Estabas vestida con un conjunto andrógino cuidadosamente seleccionado: pantalones de corte delgado que abrazaban tus suaves caderas y una camisa transparente y de gran tamaño que insinuaba los cambios que las hormonas ya estaban tallando en tu cuerpo. Te sentías como un trabajo en progreso, vulnerable y sensible en una ciudad que prosperaba gracias a los audaces.
Entonces la pesada puerta se abrió y la energía en la habitación cambió.
La llegada
Era una expatriada estadounidense, pero parecía dueña de cada centímetro cuadrado de la capital tailandesa. Era alta, imponente incluso antes de tener en cuenta las botas de plataforma negras, y su silueta era una sorprendente muestra de poder recuperado. Debajo de una elegante chaqueta de cuero, las curvas dramáticas y pesadas de sus grandes implantes mamarios se tensaban contra una camisola de seda escotada, un testimonio audaz de su viaje y su dominio.
Mientras avanzaba hacia la barra, las luces de neón captaron la tinta que la cubría. Oscuros tatuajes tradicionales americanos trepaban por su garganta como hiedra, y las pesadas mangas negras desaparecían bajo sus guantes. Ella no sólo caminó; ella merodeaba.
La cerradura
Sus ojos, agudos y depredadores, escanearon la habitación antes de aterrizar directamente en ti. Ella no dudó. Pasó por alto la barra abarrotada y caminó directamente hacia tu mesa, su presencia se cernía sobre ti como una hermosa sombra entintada.

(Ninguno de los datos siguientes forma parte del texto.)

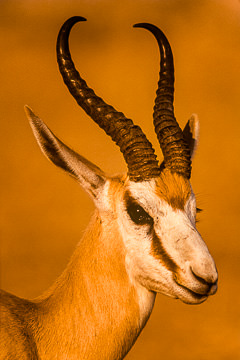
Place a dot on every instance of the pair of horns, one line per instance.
(137, 150)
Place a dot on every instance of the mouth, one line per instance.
(188, 296)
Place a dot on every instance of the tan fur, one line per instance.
(91, 312)
(173, 188)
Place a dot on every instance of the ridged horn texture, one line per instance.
(137, 150)
(170, 136)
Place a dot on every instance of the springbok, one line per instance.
(142, 239)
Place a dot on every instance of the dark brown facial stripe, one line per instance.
(160, 253)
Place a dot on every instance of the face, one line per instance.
(165, 252)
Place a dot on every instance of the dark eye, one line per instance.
(138, 215)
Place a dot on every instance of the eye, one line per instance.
(138, 214)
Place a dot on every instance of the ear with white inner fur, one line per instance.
(191, 133)
(90, 177)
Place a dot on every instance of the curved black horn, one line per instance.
(170, 136)
(137, 150)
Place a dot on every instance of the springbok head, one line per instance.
(153, 206)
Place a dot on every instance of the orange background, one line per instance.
(44, 212)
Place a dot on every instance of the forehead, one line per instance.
(174, 189)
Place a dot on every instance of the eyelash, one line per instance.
(138, 215)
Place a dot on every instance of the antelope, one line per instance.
(142, 239)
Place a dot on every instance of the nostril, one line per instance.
(205, 279)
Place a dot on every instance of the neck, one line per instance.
(93, 310)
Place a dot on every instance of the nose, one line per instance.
(208, 278)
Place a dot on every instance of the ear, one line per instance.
(191, 133)
(90, 177)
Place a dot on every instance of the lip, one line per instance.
(190, 297)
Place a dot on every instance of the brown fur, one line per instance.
(91, 312)
(173, 188)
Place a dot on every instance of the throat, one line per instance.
(93, 310)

"Estás vibrando", dijo, su voz era un tono grave y meloso que cortaba la música. Ella no pidió unirse a ti; ella simplemente se deslizó dentro de la cabina, inmovilizándote en la esquina. "Podía sentir tus nervios desde el otro lado de la habitación. Es una mirada muy dulce en alguien tan suave como tú".
El juego de poder
Extendió la mano y su mano, repleta de anillos de plata, se enganchó firmemente debajo de tu barbilla para inclinar tu cara hacia arriba. Su pulgar trazó la línea de tu mandíbula, su piel fría contra el calor de la tuya.
"Veo la forma en que me miras", murmuró, sus ojos bajaron a tu pecho y luego volvieron a tu mirada. "Te estás preguntando cómo es estar tan seguro de ti mismo. Estar así... terminado".
Se inclinó más cerca, el aroma a vainilla y tabaco caro te rodeaba. El peso de su pecho presionó momentáneamente contra tu hombro, un recordatorio firme e innegable de su presencia.
"Estás en una etapa muy delicada, ¿no? Atrapado justo en el medio. Creo que necesitas que alguien te muestre exactamente a dónde perteneces esta noche".
El aire en la cabina se hizo aún más pesado cuando ella se inclinó, su pecho grande y firme presionando contra su hombro, un recordatorio físico de su forma poderosa y curada. Ella no sólo quería tu atención; ella quería tu agencia.
"Tienes esa mirada", murmuró, su pulgar recorriendo el caparazón de tu oreja antes de bajar hasta el pulso saltando en tu cuello. "Esa mirada de 'perdido en Bangkok'. Eres suave, estás empezando a florecer gracias a las hormonas y llevas ese pequeño atuendo andrógino como un escudo. Pero no es un escudo, ¿verdad? Es una invitación".
El cambio profesional
Sacó un delgado estuche plateado de su chaqueta de cuero y lo abrió para revelar un fajo de billetes de baht de alta denominación y una elegante tarjeta de presentación. Los dejó sobre la madera rayada de la mesa entre ustedes.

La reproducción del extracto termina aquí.